Jeudi soir dernier, au concert de
Moodoïd, à la Gaîté Lyrique, avec Raphaël La, j’ai de nouveau, sans
particulièrement le chercher mais en étant prêt et volontaire à l’accueillir,
ressenti un sentiment de bonheur très vif. L’impression de trouver sa place et
de l’accepter, de sentir l’épaisseur de mon corps et de mes sensations. Le
sentiment d’appartenir aux choses et au monde, d’un « belong » qui
est à la fois trouver sa place et être approprié par autre que soi, par le
monde, mais donc aussi par soi-même. En m’offrant au monde, en laissant mon
esprit relâcher sa prise sur les choses, sur mon corps et sur moi-même :
une sensation vertigineuse, toujours effrayante aussi, comme sauter dans la
vide. Mais en sortant de ça, j’ai toujours l’impression de me réapproprier – de
ressaisir ce corps et cette âme différemment, comme si pendant ce petit tour hors de
moi on les avait lavés.
Je ne sais pas si c’est
un mouvement hors de moi, où je laisse
mon corps au monde, ou un mouvement au-dessus de moi, où je pars de mon être, dans un élan mystique
qui secondairement seulement laisse mon corps derrière.
Les dernières fois c’était pendant une fête, à l’extérieur, lors du festival de Cannes 2013 ou dans la boîte à
Amsterdam avec Stan, deux événements à propos desquels j’ai déjà écrit dans mes
carnets, deux textes qui m’ont été très importants. J’ai l’impression de pouvoir
relancer cette sensation, qu’il ne s’agit que d’un effort de la volonté, et pourtant…
Force est d’avouer que je ne le fais pas, que ça ne doit pas être aussi facile
que je le crois. Je sens que c’est une forme de méditation, un cousin du
yoga : forcer les muscles de son visage et de son corps à se détendre, à
couler, faire sortir le sourire dans les yeux et des lèvres (le
sourire est premier et emporte tout), et sentir que dans chaque souffle
il y a un peu d’angoisse qui s’en va – je la sens comme une grosse pile
compacte et lourde, qu’il faut attaquer à la pioche de son souffle et d'un rayonnement intérieur.
Cependant ici, dans ce café de
Quiberon où pourtant je me croyais détendu, je réessaie et je sens que je n’y
arrive pas. Trop de pensées, trop de gens autour de moi, un paysage à la fois
trop complexe et trop moche, cette place du village sans intérêt.

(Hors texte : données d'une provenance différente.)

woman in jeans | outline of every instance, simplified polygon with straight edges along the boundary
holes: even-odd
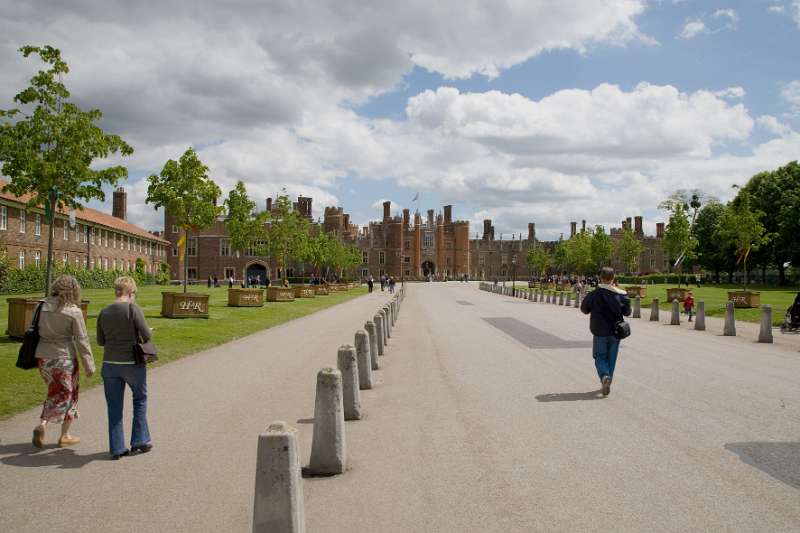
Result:
[[[39,373],[47,385],[47,399],[41,421],[33,430],[33,445],[44,445],[47,424],[61,424],[58,446],[72,446],[81,439],[70,434],[72,421],[78,418],[80,368],[83,359],[86,377],[94,374],[94,357],[80,310],[81,286],[72,276],[59,276],[42,302],[39,315],[39,344],[36,359]]]
[[[153,448],[147,427],[147,367],[134,361],[133,345],[139,341],[134,336],[132,322],[136,324],[142,342],[150,340],[151,333],[141,308],[134,303],[136,282],[133,278],[117,278],[114,292],[114,302],[100,311],[97,317],[97,343],[104,348],[101,375],[108,404],[109,450],[112,459],[119,459],[131,453],[147,453]],[[125,446],[125,431],[122,428],[126,385],[133,394],[130,450]]]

EDIT : j’ai recopié ce texte après un mois et demi de
bonheur, et au milieu d’une semaine de beau temps à Paris. Mon
colocataire Julien travaille en silence, à côté de moi, dans le salon. J’écoute
une chanteuse que j’aime beaucoup, et en relisant ces exercices de sourire et
de respiration, j’ai commencé à sourire, et le sourire a emporté le reste de
mon corps. J’ai perdu quelques kilogrammes et j’ai senti les racines de mon âme
toucher les quatre coins de la pièce.